According to the slick website, produced by marketing and PR firm Fahlgren Mortine with your tax dollars, Kasich says he won’t lease the turnpike or layoff any turnpike workers, instead he will begin raising tolls every year on people who don’t use electronic tolling and drivers who travel more than 30 miles.  He will also require the turnpike to take on $1.5 Billion in new debt to be used for non-Turnpike projects but paid off, over time, with the new turnpike toll increases.

In the software industry we call this “slideware” : a fancy PowerPoint presentation about “software that is only on the drawing board and not anywhere near completion.”

Slideware can easily turn into vaporware, when the magic of the sales team’s imagination fails to meet up with the reality of development costs, time lines or developer abilities, and the actual application fails to materialize.  Sometimes it’s all very well intentioned.  Sometimes not.

But until an agreement is locked down in writing, everything is open to change and no one has any legal recourse if the promised functionality fails to materialize.

The same is true with Kasich’s promises this week.   We all have the right to be skeptical until we see a signed, final version of the bill, possibly months from now, on the Governor’s desk.

And a lot can happen between now and then.

State legislators have just started looking at Kasich’s analysis and proposal, and ultimately they are the ones who will have to pass legislation to enact the change.

As far as we know, legislative leaders weren’t involved in Kasich’s decision making process, and they haven’t made any of the same promises or commitments.

For example, Kasich said he wouldn’t lay off any turnpike employees, but Batchelder didn’t.  Neither did incoming State Senate President Faber.  These guys, just like us, are reading through the turnpike study for the first time, and what they’re going to see may certainly impact what goes into the actual bill.  For example, the analysis of toll operations in other states indicates Ohio could cut its toll transaction costs by over half if they hired a management company to run the toll booths.  This could be very appealing to Ohio’s Tea Party legislators.

Right now we have nothing but Kasich’s word that Republicans won’t pursue this, or other less popular options.   And even if the Governor is sincere, he will still need the support of legislators in his own party who might very well prefer to follow a different path and who may believe raising fees on truck drivers is effectively a tax on small businesses and taking on billions in new debt while increasing spending is exactly what they went into politics to stop.

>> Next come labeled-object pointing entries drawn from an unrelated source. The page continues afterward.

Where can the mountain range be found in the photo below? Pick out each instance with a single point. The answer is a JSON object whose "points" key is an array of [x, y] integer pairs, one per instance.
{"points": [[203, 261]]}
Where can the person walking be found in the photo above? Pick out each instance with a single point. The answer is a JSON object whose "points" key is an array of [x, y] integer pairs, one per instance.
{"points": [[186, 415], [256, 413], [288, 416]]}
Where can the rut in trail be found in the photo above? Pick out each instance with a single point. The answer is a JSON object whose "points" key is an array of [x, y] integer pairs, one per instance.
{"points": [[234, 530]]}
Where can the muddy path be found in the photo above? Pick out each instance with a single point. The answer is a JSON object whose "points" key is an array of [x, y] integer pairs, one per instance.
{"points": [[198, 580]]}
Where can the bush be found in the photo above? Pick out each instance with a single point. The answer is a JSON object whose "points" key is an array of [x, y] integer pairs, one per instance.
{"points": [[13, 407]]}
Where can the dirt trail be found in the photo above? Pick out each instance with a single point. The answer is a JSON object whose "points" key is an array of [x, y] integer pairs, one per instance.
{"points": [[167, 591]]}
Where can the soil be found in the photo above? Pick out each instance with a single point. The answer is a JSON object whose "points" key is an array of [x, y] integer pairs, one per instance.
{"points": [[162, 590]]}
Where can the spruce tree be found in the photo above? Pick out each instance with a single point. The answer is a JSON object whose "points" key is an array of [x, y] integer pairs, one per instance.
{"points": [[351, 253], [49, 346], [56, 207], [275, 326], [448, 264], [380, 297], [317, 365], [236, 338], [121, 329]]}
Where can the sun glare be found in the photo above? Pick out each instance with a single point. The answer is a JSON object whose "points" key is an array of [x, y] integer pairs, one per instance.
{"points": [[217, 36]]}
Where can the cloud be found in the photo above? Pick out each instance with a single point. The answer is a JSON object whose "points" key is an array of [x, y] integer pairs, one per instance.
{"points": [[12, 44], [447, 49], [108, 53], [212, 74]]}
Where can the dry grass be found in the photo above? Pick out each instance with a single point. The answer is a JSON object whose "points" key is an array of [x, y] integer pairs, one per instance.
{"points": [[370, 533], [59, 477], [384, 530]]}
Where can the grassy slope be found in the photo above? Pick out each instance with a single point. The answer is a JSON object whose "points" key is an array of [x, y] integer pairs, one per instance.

All we have now are a couple of fancy PowerPoint slides and a website that highlights the focus group-tested talking points approved by Kasich’s marketing company Fahlgren.  We don’t have any language that might be introduced as a bill and, as far as we can tell, in typical Kasich fashion, legislators in his own party didn’t even find out what Kasich had decided until a few days prior to the big announcement.

It could be months before we see a draft of the legislation.  And given Kasich’s history on labor, privatization and honesty, I think I’m going to stay skeptical until I see something in writing.